Si les gestions misaient au début de l'été sur un CAC 40 à 4.150 points fin 2011, elles ont réduit de 13% leurs prévisions à six mois à 3.606 points, indique L’Agefi dans le cadre de son panel «actions». Certaines sociétés comme Cholet Dupont, CM-CIC et Lazard ont même abaissé leurs objectifs de près de 18%. Ces révisions restent cependant inférieures à la chute de 18,6% du CAC 40 sur juillet-août. Les gestions misent désormais sur une progression de près de 15% à six mois et de 20% à un an de l’indice parisien, note le quotidien. Néanmoins, sur les douze prochains mois, les gestions les plus optimistes espèrent un rebond de 34% du CAC 40 à 4.200 points (Lazard Gestion), et de 29% de l’EuroStoxx50 à 3.000 points (Aberdeen AM et Lazard). Pour les plus prudents, la hausse prévue n’est que de 10% de l’indice parisien (Global Equities) et de 15% de l’indice paneuropéen (Cholet Dupont et Global Equities).

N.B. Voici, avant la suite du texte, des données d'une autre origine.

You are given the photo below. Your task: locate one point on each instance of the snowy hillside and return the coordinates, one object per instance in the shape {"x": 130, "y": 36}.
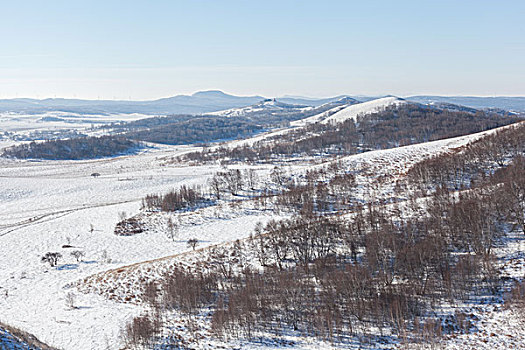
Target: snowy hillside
{"x": 267, "y": 106}
{"x": 364, "y": 108}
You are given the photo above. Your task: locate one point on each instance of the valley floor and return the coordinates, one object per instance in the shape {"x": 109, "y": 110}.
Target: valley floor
{"x": 47, "y": 205}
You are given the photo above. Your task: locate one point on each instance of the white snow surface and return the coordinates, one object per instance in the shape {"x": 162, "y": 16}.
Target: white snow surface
{"x": 352, "y": 111}
{"x": 47, "y": 204}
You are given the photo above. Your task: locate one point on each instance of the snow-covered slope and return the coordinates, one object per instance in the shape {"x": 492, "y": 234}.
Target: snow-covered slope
{"x": 351, "y": 112}
{"x": 269, "y": 105}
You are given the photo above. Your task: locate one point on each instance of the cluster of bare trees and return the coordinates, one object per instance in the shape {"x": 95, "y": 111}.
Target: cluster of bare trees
{"x": 177, "y": 199}
{"x": 383, "y": 268}
{"x": 392, "y": 127}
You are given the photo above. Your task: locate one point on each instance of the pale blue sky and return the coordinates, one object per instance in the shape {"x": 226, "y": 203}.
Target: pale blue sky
{"x": 151, "y": 49}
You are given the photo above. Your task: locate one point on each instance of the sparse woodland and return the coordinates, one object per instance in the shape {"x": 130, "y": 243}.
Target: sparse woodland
{"x": 393, "y": 127}
{"x": 387, "y": 267}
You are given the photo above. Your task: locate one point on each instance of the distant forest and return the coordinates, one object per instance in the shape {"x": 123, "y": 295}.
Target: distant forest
{"x": 392, "y": 127}
{"x": 77, "y": 148}
{"x": 196, "y": 130}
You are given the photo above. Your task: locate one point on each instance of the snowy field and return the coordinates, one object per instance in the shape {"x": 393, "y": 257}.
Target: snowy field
{"x": 46, "y": 205}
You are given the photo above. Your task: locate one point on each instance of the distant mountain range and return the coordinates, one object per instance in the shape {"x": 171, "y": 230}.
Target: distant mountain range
{"x": 214, "y": 100}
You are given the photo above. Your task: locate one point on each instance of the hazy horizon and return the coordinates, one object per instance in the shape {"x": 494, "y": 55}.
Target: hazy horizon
{"x": 261, "y": 95}
{"x": 130, "y": 50}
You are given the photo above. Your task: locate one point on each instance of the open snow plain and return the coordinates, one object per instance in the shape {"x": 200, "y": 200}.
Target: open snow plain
{"x": 58, "y": 206}
{"x": 46, "y": 205}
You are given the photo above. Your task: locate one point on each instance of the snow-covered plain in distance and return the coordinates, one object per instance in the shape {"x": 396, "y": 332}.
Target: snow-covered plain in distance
{"x": 45, "y": 205}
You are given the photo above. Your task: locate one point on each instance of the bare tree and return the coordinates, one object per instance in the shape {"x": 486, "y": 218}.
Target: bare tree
{"x": 173, "y": 229}
{"x": 78, "y": 254}
{"x": 192, "y": 242}
{"x": 51, "y": 258}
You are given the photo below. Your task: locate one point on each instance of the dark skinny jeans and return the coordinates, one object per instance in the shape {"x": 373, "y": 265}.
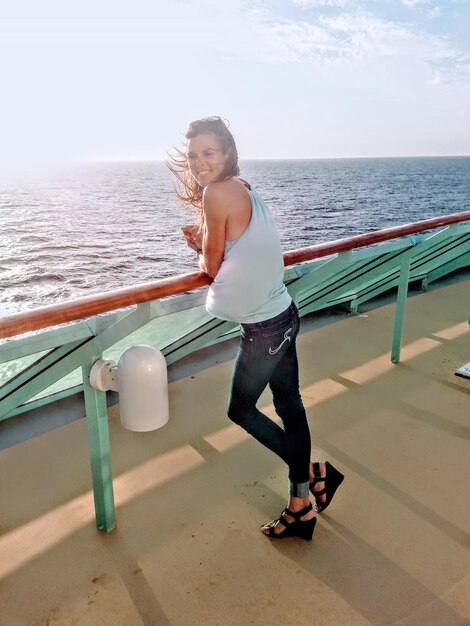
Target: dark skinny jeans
{"x": 267, "y": 355}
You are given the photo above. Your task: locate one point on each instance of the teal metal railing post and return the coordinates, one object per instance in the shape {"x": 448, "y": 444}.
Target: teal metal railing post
{"x": 98, "y": 443}
{"x": 400, "y": 307}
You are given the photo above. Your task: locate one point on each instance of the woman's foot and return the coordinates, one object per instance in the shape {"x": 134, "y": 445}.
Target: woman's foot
{"x": 324, "y": 481}
{"x": 294, "y": 505}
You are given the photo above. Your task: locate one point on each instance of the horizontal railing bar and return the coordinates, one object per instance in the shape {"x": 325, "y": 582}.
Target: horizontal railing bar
{"x": 359, "y": 241}
{"x": 44, "y": 317}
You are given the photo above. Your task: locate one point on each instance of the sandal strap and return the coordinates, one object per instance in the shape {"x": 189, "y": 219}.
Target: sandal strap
{"x": 297, "y": 514}
{"x": 317, "y": 474}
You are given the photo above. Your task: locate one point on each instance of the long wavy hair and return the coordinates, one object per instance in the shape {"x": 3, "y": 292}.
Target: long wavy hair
{"x": 188, "y": 190}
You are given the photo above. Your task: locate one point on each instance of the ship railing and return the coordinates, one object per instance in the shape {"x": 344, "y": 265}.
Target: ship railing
{"x": 41, "y": 367}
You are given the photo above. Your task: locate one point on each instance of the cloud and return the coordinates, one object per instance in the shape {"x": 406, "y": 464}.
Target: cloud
{"x": 358, "y": 37}
{"x": 323, "y": 3}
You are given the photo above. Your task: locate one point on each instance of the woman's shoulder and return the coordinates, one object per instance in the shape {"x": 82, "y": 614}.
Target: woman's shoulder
{"x": 225, "y": 190}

La collecte des contrats d’assurance vie en unités de compte (UC) s'élève à 1,9 milliard d’euros au mois de juillet 2011, selon une étude de la Fédération française des sociétés d’assurance (FFSA) et du Groupement des entreprises mutuelles d’assurances (GEMA). Comme annoncé récemment (voir Newsmanagers du 31 août), la collecte atteint 12,6 milliards d’euros cumulés sur les sept premiers mois de l’année, en baisse de 1 %.En termes de performances, les contrats UC ont affiché des résultats négatifs en juillet (- 2,5 %) et sur les sept premiers mois de l’année (- 0,8 %). Ces données sont à rapprocher de celles du Cac 40 qui perd sur les deux périodes 7,8 % et 3,5 % respectivement.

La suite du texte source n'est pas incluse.